“Expected Behavior” Is Not the Same as Safe: MCP Command Execution and the Agent Attack Surface

When a Model Context Protocol server runs a shell command that the model asked for, the honest answer to “is this a vulnerability?” is that command execution is the tool’s expected behavior. That answer is correct. It is also the reason the pattern is dangerous—because expected capability plus a model that untrusted input can steer is an exploit waiting for its prompt.

The reply that should worry you

A recurring exchange in agent security goes like this. A researcher reports that a Model Context Protocol server will execute arbitrary shell commands emitted by the model. The maintainer replies, reasonably, that the server exposes a command-execution tool on purpose—running commands is what it is for—so this is expected behavior, not a bug. And they are right. The tool is doing exactly what it was built to do.

That is precisely why it should worry you. In classic application security, “the code did what it was written to do” usually ends the conversation. In agent security it opens it. Because the entity deciding when to invoke that perfectly-working tool is a language model, and a language model’s decisions are influenced by whatever text lands in its context—including text an attacker controls.

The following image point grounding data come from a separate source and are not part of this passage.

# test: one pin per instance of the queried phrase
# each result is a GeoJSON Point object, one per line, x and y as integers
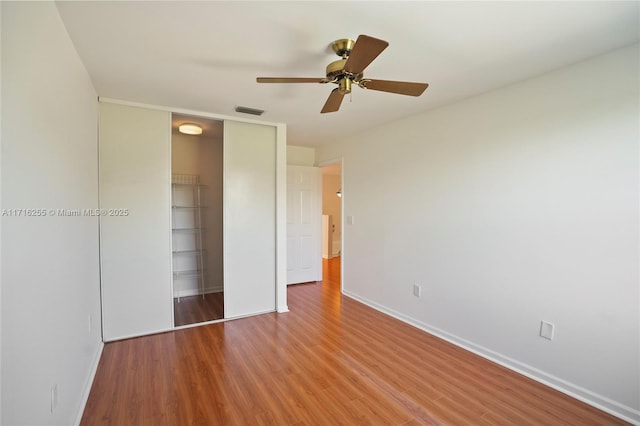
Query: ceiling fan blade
{"type": "Point", "coordinates": [333, 102]}
{"type": "Point", "coordinates": [364, 52]}
{"type": "Point", "coordinates": [290, 80]}
{"type": "Point", "coordinates": [399, 87]}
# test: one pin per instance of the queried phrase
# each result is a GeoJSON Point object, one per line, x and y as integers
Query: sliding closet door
{"type": "Point", "coordinates": [135, 225]}
{"type": "Point", "coordinates": [249, 218]}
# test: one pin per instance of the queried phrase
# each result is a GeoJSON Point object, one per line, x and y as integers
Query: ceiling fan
{"type": "Point", "coordinates": [356, 56]}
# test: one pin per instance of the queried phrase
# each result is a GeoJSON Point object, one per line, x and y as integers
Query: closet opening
{"type": "Point", "coordinates": [197, 219]}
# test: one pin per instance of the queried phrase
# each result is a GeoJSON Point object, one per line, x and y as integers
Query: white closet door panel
{"type": "Point", "coordinates": [249, 218]}
{"type": "Point", "coordinates": [136, 247]}
{"type": "Point", "coordinates": [304, 224]}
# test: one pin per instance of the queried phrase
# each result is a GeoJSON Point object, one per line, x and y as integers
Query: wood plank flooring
{"type": "Point", "coordinates": [194, 309]}
{"type": "Point", "coordinates": [330, 361]}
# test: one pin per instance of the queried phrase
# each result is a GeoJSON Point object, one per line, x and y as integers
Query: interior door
{"type": "Point", "coordinates": [135, 221]}
{"type": "Point", "coordinates": [304, 224]}
{"type": "Point", "coordinates": [249, 218]}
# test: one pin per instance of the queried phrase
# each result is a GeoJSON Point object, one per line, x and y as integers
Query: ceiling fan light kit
{"type": "Point", "coordinates": [190, 129]}
{"type": "Point", "coordinates": [356, 56]}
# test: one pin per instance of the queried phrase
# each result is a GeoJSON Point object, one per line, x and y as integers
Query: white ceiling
{"type": "Point", "coordinates": [205, 55]}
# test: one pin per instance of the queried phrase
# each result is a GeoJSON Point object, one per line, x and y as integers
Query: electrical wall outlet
{"type": "Point", "coordinates": [546, 330]}
{"type": "Point", "coordinates": [417, 290]}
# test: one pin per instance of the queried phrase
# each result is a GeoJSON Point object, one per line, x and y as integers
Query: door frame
{"type": "Point", "coordinates": [343, 249]}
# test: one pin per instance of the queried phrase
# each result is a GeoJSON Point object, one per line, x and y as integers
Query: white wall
{"type": "Point", "coordinates": [50, 282]}
{"type": "Point", "coordinates": [300, 155]}
{"type": "Point", "coordinates": [509, 208]}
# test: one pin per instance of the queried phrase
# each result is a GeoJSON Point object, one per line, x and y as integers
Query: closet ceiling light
{"type": "Point", "coordinates": [190, 129]}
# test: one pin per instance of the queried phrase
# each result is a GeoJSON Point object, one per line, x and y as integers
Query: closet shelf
{"type": "Point", "coordinates": [188, 230]}
{"type": "Point", "coordinates": [193, 273]}
{"type": "Point", "coordinates": [188, 252]}
{"type": "Point", "coordinates": [200, 185]}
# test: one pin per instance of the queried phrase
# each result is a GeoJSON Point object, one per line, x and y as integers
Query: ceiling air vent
{"type": "Point", "coordinates": [252, 111]}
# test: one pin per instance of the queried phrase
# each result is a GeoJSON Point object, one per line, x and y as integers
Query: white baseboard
{"type": "Point", "coordinates": [598, 401]}
{"type": "Point", "coordinates": [89, 384]}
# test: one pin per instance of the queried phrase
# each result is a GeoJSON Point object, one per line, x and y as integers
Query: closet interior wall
{"type": "Point", "coordinates": [201, 156]}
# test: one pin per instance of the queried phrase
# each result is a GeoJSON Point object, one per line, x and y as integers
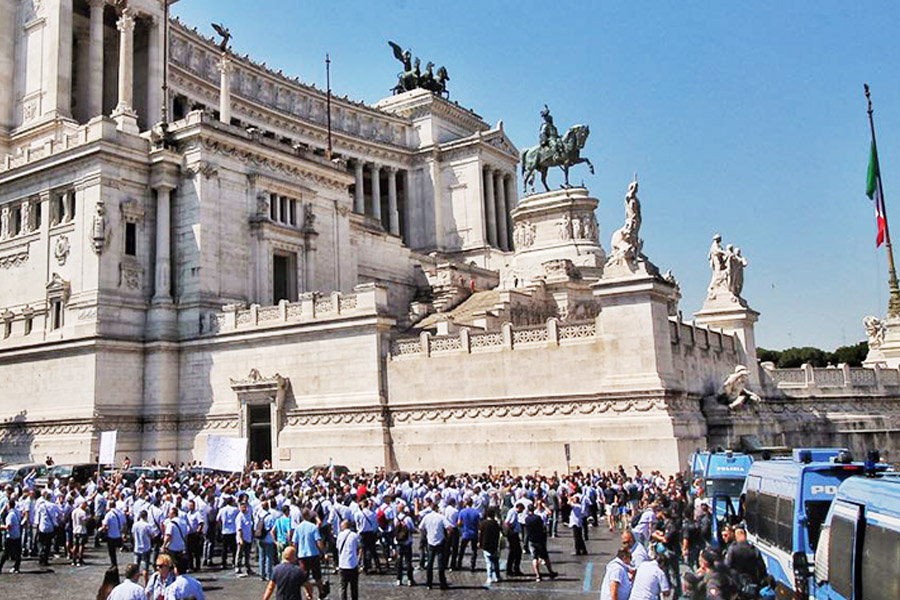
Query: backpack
{"type": "Point", "coordinates": [401, 533]}
{"type": "Point", "coordinates": [381, 518]}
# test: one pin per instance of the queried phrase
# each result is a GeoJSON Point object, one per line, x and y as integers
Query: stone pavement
{"type": "Point", "coordinates": [580, 577]}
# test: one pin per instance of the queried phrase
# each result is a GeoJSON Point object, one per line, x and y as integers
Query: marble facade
{"type": "Point", "coordinates": [391, 304]}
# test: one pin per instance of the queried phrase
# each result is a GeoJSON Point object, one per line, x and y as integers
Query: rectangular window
{"type": "Point", "coordinates": [840, 556]}
{"type": "Point", "coordinates": [880, 564]}
{"type": "Point", "coordinates": [131, 239]}
{"type": "Point", "coordinates": [56, 314]}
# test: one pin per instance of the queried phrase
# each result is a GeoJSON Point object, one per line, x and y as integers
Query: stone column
{"type": "Point", "coordinates": [126, 118]}
{"type": "Point", "coordinates": [502, 213]}
{"type": "Point", "coordinates": [95, 79]}
{"type": "Point", "coordinates": [376, 192]}
{"type": "Point", "coordinates": [393, 215]}
{"type": "Point", "coordinates": [163, 289]}
{"type": "Point", "coordinates": [491, 206]}
{"type": "Point", "coordinates": [225, 68]}
{"type": "Point", "coordinates": [359, 198]}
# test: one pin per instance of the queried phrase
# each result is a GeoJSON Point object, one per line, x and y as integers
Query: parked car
{"type": "Point", "coordinates": [16, 473]}
{"type": "Point", "coordinates": [80, 473]}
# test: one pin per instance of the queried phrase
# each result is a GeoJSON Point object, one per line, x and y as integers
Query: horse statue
{"type": "Point", "coordinates": [540, 158]}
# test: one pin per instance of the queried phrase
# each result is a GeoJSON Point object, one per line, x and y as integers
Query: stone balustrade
{"type": "Point", "coordinates": [369, 300]}
{"type": "Point", "coordinates": [553, 333]}
{"type": "Point", "coordinates": [843, 379]}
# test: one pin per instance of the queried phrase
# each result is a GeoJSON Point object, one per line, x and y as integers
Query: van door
{"type": "Point", "coordinates": [843, 550]}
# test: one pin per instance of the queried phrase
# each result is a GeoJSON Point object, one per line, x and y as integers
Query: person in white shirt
{"type": "Point", "coordinates": [650, 583]}
{"type": "Point", "coordinates": [617, 582]}
{"type": "Point", "coordinates": [348, 560]}
{"type": "Point", "coordinates": [142, 533]}
{"type": "Point", "coordinates": [129, 589]}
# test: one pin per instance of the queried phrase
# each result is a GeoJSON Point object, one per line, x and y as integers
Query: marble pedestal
{"type": "Point", "coordinates": [731, 314]}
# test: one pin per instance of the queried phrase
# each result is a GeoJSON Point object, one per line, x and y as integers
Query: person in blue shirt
{"type": "Point", "coordinates": [12, 528]}
{"type": "Point", "coordinates": [308, 542]}
{"type": "Point", "coordinates": [265, 520]}
{"type": "Point", "coordinates": [227, 520]}
{"type": "Point", "coordinates": [467, 523]}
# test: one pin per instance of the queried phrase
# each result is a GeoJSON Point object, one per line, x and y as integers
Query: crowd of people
{"type": "Point", "coordinates": [294, 531]}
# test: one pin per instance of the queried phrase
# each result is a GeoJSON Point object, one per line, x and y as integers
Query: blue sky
{"type": "Point", "coordinates": [746, 119]}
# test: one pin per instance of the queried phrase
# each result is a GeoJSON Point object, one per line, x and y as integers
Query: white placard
{"type": "Point", "coordinates": [108, 447]}
{"type": "Point", "coordinates": [225, 454]}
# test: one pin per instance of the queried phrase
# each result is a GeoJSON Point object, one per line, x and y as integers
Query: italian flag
{"type": "Point", "coordinates": [873, 191]}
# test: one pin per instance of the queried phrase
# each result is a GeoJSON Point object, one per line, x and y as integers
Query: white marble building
{"type": "Point", "coordinates": [390, 305]}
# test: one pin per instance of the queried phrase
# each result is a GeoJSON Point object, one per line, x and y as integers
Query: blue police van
{"type": "Point", "coordinates": [785, 502]}
{"type": "Point", "coordinates": [858, 554]}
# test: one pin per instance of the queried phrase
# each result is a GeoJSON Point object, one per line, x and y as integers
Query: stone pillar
{"type": "Point", "coordinates": [95, 79]}
{"type": "Point", "coordinates": [225, 69]}
{"type": "Point", "coordinates": [510, 187]}
{"type": "Point", "coordinates": [359, 198]}
{"type": "Point", "coordinates": [376, 192]}
{"type": "Point", "coordinates": [126, 118]}
{"type": "Point", "coordinates": [393, 215]}
{"type": "Point", "coordinates": [502, 214]}
{"type": "Point", "coordinates": [491, 205]}
{"type": "Point", "coordinates": [162, 292]}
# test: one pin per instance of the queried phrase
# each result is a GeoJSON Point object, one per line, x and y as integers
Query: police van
{"type": "Point", "coordinates": [785, 502]}
{"type": "Point", "coordinates": [858, 555]}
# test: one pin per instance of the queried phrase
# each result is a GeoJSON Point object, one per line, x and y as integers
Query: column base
{"type": "Point", "coordinates": [126, 120]}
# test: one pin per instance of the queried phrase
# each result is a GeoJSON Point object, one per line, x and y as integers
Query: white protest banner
{"type": "Point", "coordinates": [108, 447]}
{"type": "Point", "coordinates": [225, 454]}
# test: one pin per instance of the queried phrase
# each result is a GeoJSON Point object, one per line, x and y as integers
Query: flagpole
{"type": "Point", "coordinates": [894, 301]}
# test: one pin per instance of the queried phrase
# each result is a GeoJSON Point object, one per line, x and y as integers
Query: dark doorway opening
{"type": "Point", "coordinates": [260, 434]}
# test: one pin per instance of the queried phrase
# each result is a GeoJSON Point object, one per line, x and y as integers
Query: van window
{"type": "Point", "coordinates": [881, 564]}
{"type": "Point", "coordinates": [785, 525]}
{"type": "Point", "coordinates": [840, 556]}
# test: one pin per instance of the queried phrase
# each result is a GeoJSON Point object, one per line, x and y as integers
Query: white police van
{"type": "Point", "coordinates": [858, 555]}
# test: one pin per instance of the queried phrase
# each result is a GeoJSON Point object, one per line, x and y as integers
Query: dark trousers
{"type": "Point", "coordinates": [438, 552]}
{"type": "Point", "coordinates": [514, 558]}
{"type": "Point", "coordinates": [229, 548]}
{"type": "Point", "coordinates": [12, 550]}
{"type": "Point", "coordinates": [194, 550]}
{"type": "Point", "coordinates": [580, 547]}
{"type": "Point", "coordinates": [112, 546]}
{"type": "Point", "coordinates": [243, 556]}
{"type": "Point", "coordinates": [350, 579]}
{"type": "Point", "coordinates": [453, 548]}
{"type": "Point", "coordinates": [404, 561]}
{"type": "Point", "coordinates": [462, 553]}
{"type": "Point", "coordinates": [45, 545]}
{"type": "Point", "coordinates": [369, 550]}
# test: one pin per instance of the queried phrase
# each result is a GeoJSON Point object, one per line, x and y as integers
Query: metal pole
{"type": "Point", "coordinates": [893, 285]}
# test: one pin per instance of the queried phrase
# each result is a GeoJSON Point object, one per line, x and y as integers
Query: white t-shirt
{"type": "Point", "coordinates": [649, 582]}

The failure mode in one sentence

The tool executed a command because the model asked it to, and the model asked because injected text told it to. Nothing malfunctioned. The capability was the weapon and the prompt was the trigger.

Capability, decision, and where they got merged

Traditional software keeps two things separate: what a component can do and the authenticated request that asks it to do that. A database can drop a table; it drops one only when an authorized query says so. Agent tool-calling quietly collapses that separation. The “request” is now a probabilistic decision by a model reading a mix of trusted instructions and untrusted content, and the model cannot reliably tell which is which.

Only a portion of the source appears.